Flavour Burst blueberries in all their glory 

A delicious and beautiful table centrepiece, showcasing blueberries

Blueberry tart

Easy
Serves: 6-8
Preparation time: 50 minutes
Cooking  time: 1 hour

INGREDIENTS

Lemony shortcrust

250g cake flour

125g cold diced butter

3-4 T iced water

pinch salt

Zest 2 lemons

FIlling

6 cups blueberries

5 T corn flour

2 lemons, juice and zest

75g Muscavado sugar

INSTRUCTIONS

  1. To make the pastry , place the flour, lemon zest and salt in a large mixing bowl and mix to combine . Add the cold diced butter and using your fingertips rub the butter into the flour until the mixture resembles fine crumbs. Add the cold water and using a knife bring the mixture together until it comes together to form pastry. Place the pastry onto a sheet of baking paper and wrap it up. Refrigerate for 30 minutes to rest the pastry. 
  2. Preheat the oven to 180℃. 
  3. Grease a 20cm loose bottomed fluted tart tin. Lightly dust your work surface with flour and roll out the chilled pastry to 2 mm in thickness and line the base and sides of the tin. Prick the base with a fork,cover in baking paper and fill with blind baking beans.

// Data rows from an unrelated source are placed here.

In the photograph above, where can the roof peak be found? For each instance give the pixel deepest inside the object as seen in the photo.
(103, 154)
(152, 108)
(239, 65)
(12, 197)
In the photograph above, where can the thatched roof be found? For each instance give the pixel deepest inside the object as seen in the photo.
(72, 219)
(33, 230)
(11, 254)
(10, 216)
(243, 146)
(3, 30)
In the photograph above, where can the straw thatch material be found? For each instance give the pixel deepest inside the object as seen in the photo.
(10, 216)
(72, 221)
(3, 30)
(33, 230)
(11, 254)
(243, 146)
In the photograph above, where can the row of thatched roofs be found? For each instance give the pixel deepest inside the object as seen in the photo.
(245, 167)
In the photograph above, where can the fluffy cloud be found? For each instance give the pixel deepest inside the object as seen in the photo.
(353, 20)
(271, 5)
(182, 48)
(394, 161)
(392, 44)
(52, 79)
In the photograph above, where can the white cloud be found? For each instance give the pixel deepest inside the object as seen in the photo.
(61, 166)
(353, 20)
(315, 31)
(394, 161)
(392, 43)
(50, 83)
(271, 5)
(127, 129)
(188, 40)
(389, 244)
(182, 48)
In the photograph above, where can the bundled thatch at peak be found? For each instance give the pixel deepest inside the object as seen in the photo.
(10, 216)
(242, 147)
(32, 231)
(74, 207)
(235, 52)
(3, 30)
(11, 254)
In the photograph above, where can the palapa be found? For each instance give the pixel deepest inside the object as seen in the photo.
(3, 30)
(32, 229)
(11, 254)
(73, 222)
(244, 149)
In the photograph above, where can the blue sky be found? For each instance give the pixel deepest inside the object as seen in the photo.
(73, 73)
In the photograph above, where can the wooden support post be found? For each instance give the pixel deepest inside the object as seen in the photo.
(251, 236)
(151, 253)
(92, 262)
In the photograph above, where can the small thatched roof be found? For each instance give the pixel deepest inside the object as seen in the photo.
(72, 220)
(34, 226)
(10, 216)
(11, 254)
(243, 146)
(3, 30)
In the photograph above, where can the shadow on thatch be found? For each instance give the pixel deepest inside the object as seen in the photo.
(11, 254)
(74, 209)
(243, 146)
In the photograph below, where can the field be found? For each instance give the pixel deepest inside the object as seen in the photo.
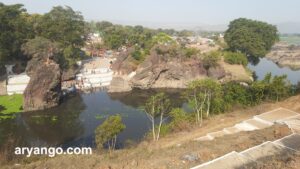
(290, 39)
(10, 104)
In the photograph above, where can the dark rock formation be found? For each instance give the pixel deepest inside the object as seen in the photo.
(70, 74)
(44, 88)
(161, 69)
(119, 84)
(172, 73)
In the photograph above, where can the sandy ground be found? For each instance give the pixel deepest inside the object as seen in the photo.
(169, 151)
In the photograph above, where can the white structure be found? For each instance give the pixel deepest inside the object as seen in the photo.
(16, 84)
(9, 70)
(96, 73)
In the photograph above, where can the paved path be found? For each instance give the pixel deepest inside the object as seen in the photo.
(284, 146)
(3, 86)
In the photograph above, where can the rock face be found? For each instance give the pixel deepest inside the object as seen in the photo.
(285, 55)
(171, 73)
(44, 88)
(119, 84)
(166, 67)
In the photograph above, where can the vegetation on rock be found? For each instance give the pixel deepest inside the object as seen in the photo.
(254, 38)
(107, 132)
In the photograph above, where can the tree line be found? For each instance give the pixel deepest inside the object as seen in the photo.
(25, 35)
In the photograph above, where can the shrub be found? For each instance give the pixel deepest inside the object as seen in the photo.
(235, 58)
(107, 132)
(211, 59)
(180, 120)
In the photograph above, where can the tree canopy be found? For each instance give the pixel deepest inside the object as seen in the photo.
(254, 38)
(14, 31)
(61, 26)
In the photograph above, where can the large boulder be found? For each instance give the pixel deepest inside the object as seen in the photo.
(119, 84)
(167, 72)
(44, 88)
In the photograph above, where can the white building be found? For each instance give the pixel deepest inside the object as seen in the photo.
(94, 74)
(16, 84)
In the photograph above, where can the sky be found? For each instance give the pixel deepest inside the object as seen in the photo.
(174, 13)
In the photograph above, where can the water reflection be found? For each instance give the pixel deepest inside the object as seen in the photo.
(73, 122)
(266, 66)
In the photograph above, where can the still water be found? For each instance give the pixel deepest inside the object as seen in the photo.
(73, 122)
(265, 66)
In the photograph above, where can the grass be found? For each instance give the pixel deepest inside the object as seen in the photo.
(291, 39)
(11, 104)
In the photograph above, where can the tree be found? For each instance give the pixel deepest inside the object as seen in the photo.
(235, 58)
(157, 106)
(14, 31)
(211, 59)
(107, 132)
(254, 38)
(39, 47)
(67, 28)
(200, 94)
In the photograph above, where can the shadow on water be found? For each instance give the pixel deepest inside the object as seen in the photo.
(73, 122)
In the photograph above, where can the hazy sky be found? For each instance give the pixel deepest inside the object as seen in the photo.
(174, 12)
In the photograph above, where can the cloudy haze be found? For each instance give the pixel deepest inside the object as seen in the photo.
(191, 14)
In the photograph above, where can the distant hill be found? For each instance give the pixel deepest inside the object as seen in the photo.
(289, 27)
(284, 28)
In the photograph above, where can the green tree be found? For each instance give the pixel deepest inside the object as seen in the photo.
(200, 95)
(157, 106)
(14, 31)
(235, 58)
(254, 38)
(107, 132)
(211, 59)
(67, 28)
(39, 47)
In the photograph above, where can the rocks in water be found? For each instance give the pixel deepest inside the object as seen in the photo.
(119, 84)
(44, 88)
(70, 74)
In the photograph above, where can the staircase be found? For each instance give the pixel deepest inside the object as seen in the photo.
(284, 146)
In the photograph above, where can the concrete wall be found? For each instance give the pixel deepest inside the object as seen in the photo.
(16, 84)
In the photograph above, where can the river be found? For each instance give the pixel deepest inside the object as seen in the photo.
(73, 122)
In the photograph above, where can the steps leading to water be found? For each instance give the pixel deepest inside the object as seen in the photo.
(284, 146)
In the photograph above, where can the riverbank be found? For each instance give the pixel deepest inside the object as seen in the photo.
(170, 150)
(10, 104)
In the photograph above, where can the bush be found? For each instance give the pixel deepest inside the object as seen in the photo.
(211, 59)
(107, 132)
(180, 120)
(235, 58)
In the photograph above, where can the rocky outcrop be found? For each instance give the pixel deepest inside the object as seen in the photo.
(70, 74)
(166, 67)
(171, 73)
(44, 88)
(285, 55)
(119, 84)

Blind bake for 20 minutes. Remove the beans and paper save for your next bake.Set the tart case aside. 
  4. For the filling, mix together the blueberries ,cornflour, sugar and lemon zest and add the lemon juice .  Mix well to make sure all the cornflour is dissolved and  no lumps remain. Pour the mixture into the blind baked tart case and Bake for 40-45 minutes at 200c. Remove from the oven and allow to cool for 10 minutes. Remove the tart from the tin and serve warm with scoops of vanilla ice cream .
  5. Optional extra, place 1 cup blueberries along with 2 T honey into a saucepan and bring to the boil, simmer until slightly sticky and sauce-like serve on top of the ice cream with the tart.